【漢詩の楽しみ】石壕吏(石壕の吏)

 暮投石壕邨、有吏夜捉人、老翁踰牆走、老婦出門看、吏呼一何怒、婦啼一何苦、聴婦前致詞、三男鄴城戌、一男附書至、二男新戦死、存者且偸生、死者長已矣、室中更無人、惟有乳下孫、孫有母未去、出入無完裙、老嫗力雖衰、請従吏夜帰、急應河陽役、猶得備晨炊、夜久語聲絶、如聞泣幽咽、天明登前途、獨與老翁別。

 暮に石壕邨(せきごうそん)に投ず。吏(り)有り、夜に人を捉(とら)う。老翁(ろうおう)牆(かき)を踰(こ)えて走る。老婦(ろうふ)門を出でて看る。吏の呼ぶこと一(いつ)に何ぞ怒れるや。婦の啼(な)くこと一に何ぞ苦しきや。婦の前(すす)んで詞(ことば)を致(いた)すを聴くに、三男(さんだん)は鄴城(ぎょうじょう)の戌(まも)る。一男(いちだん)の書を附して至れるは、二男(にだん)新たに戦死すと。存する者は且(しばら)く生を偸(ぬす)み、死する者は長(とこしえ)に已(や)みぬ。室中、更に人(ひと)無く、惟(ただ)乳下の孫有り。孫に母の未(いま)だ去らざる有るも、出入に完裙(かんくん)無し。老嫗(ろうおう)力衰えたりと雖(いえど)も、請う吏に従いて夜帰せん。急ぎ河陽役に応ぜば、猶(なお)晨炊(しんすい)に備うるを得ん。夜久しくして語声(ごせい)絶え、泣いて幽咽(ゆうえつ)するを聞くが如し。天明(てんめい)前途に登り、独(ひと)り老翁と別る。

 詩の大意は以下の通り。

 夕暮れの頃、杜甫が石壕邨という村にきて、貧しい家に一夜の宿を求めた。そこへ役人が、村の男を徴用するためにやってきた。身の危険を感じたお爺さんは、垣根を越えて逃げてしまう。対応に出たお婆さんを、どなりつける役人。お婆さんが泣きながら答えるには「三人の息子は、兵役や戦死して誰もここにはおりません。この家には、私と嫁と乳飲み子だけ。私は、力衰えた老婆ですが、駐屯地の朝の飯炊きぐらいはできましょう。夜になったら、お役人さまに随い、私がそちらへ参ります」。その夜、杜甫が耳にしたのは、むせび泣くような家人の声だった。翌朝、杜甫は、逃げて身を隠していたお爺さんと別れのあいさつを交わした。

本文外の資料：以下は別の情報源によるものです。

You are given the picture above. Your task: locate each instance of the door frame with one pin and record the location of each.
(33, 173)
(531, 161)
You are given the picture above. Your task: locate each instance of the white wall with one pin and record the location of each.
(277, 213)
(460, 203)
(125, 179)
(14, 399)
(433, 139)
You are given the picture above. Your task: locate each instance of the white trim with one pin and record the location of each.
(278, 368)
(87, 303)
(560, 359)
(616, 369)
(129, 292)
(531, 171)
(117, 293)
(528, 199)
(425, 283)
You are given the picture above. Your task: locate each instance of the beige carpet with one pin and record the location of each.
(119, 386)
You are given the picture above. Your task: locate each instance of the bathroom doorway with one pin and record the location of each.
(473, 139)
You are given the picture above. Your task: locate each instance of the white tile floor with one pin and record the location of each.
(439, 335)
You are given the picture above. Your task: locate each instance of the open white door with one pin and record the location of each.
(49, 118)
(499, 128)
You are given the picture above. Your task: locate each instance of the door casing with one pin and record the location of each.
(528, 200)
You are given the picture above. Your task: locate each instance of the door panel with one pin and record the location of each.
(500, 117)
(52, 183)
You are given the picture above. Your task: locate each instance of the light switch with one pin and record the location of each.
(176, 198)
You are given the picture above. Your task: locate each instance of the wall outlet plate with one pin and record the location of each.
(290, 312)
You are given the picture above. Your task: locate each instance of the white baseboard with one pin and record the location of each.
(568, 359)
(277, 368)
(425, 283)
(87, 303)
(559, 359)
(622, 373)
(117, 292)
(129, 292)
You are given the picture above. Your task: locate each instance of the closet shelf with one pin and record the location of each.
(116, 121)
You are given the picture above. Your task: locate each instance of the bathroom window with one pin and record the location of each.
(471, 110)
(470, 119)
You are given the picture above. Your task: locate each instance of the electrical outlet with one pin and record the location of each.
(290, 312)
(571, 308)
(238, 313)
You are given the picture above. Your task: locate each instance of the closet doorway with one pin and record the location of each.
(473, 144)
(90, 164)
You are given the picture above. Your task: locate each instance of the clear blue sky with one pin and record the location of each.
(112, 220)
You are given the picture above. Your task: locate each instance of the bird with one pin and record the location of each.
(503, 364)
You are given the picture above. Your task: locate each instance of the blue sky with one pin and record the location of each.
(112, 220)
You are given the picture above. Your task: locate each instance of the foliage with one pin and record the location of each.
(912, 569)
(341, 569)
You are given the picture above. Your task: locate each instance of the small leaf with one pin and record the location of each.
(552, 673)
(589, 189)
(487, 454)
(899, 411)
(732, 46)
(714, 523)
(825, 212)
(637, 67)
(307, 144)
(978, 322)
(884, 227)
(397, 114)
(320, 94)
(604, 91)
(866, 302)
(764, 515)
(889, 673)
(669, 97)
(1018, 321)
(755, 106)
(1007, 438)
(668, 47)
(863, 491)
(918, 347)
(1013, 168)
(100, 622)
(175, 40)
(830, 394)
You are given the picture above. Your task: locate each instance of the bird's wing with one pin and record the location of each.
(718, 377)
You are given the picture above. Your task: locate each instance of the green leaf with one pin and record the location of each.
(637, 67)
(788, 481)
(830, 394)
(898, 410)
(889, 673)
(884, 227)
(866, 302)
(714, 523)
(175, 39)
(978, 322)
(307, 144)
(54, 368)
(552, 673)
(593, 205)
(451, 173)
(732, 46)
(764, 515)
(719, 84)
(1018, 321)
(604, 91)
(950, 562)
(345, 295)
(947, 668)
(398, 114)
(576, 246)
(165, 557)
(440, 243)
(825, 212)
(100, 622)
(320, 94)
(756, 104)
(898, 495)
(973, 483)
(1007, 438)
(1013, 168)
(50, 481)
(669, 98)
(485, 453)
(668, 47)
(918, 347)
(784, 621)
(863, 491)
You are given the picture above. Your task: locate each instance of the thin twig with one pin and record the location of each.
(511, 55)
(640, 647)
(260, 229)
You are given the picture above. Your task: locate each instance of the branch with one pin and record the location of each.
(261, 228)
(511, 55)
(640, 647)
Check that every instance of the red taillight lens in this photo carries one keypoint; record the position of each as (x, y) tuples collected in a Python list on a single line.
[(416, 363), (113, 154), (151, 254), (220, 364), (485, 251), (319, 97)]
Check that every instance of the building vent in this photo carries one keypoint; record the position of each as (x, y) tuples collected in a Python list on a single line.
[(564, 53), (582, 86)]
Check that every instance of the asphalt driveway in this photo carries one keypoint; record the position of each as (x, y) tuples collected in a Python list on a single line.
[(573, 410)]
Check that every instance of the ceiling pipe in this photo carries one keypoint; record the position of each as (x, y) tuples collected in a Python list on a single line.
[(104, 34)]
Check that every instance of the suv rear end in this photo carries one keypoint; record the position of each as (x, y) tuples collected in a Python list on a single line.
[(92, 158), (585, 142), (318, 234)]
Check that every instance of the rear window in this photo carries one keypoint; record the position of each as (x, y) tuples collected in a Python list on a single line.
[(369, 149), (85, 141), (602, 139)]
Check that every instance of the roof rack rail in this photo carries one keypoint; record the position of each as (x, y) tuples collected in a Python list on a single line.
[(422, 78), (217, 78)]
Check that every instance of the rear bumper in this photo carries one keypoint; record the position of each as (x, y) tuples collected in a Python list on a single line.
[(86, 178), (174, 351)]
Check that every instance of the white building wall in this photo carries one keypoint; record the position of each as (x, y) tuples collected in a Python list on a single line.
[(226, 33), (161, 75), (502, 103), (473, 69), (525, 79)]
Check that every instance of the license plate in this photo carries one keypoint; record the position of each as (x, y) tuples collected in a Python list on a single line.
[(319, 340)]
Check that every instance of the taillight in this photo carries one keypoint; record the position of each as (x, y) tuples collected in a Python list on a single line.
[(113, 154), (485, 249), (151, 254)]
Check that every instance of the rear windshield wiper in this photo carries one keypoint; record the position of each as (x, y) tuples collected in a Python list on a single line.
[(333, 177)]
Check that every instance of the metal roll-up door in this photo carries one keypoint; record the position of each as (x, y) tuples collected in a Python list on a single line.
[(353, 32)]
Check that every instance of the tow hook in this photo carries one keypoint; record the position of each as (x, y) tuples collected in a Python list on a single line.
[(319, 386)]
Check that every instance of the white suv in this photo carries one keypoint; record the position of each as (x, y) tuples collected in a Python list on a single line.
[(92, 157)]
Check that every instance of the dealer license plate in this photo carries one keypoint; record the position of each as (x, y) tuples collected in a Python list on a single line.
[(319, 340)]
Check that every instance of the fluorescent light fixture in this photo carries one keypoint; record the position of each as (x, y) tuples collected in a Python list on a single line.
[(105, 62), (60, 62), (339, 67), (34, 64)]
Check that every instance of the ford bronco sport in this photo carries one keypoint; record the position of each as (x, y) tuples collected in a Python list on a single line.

 杜甫(712~770)48歳の作。公用のため洛陽に旅した作者が、その帰途に石壕邨へ寄った際の見聞をもとにしている。場所は、現在の河南省三門峡市に属する石壕村である。実際に杜甫がひとり貧家に泊まったというわけではなく、そこは伝聞から創作した部分であろう。いずれにせよ、杜甫という詩人がもつ庶民への慈愛と共感がよく表れた秀作である。

 ところで詩の題名は「石壕の吏」である。泣いて家を去った老婆が物語の主役ではあるが、杜甫の目は、そういう悲劇をもたらした役人にひたすら向けられているといってよい。  

 吏とは、書も読まず教養もない、最下級の役人である。いくばくかの金銭を渡せば見のがしもする賤吏であるが、老婆の家にそんな金はない。まだ若い嫁を兵士のいる駐屯地に連れていかれたら、嫁はとんでもないことになる。老婆は、全てを覚悟して、自分が行くと申し出た。

 杜甫の長編詩は、単なる一時の感慨ではなく、後世に伝えるべきことを記した物語である。李白とはまた異なる、詩聖・杜甫の真骨頂といってよい。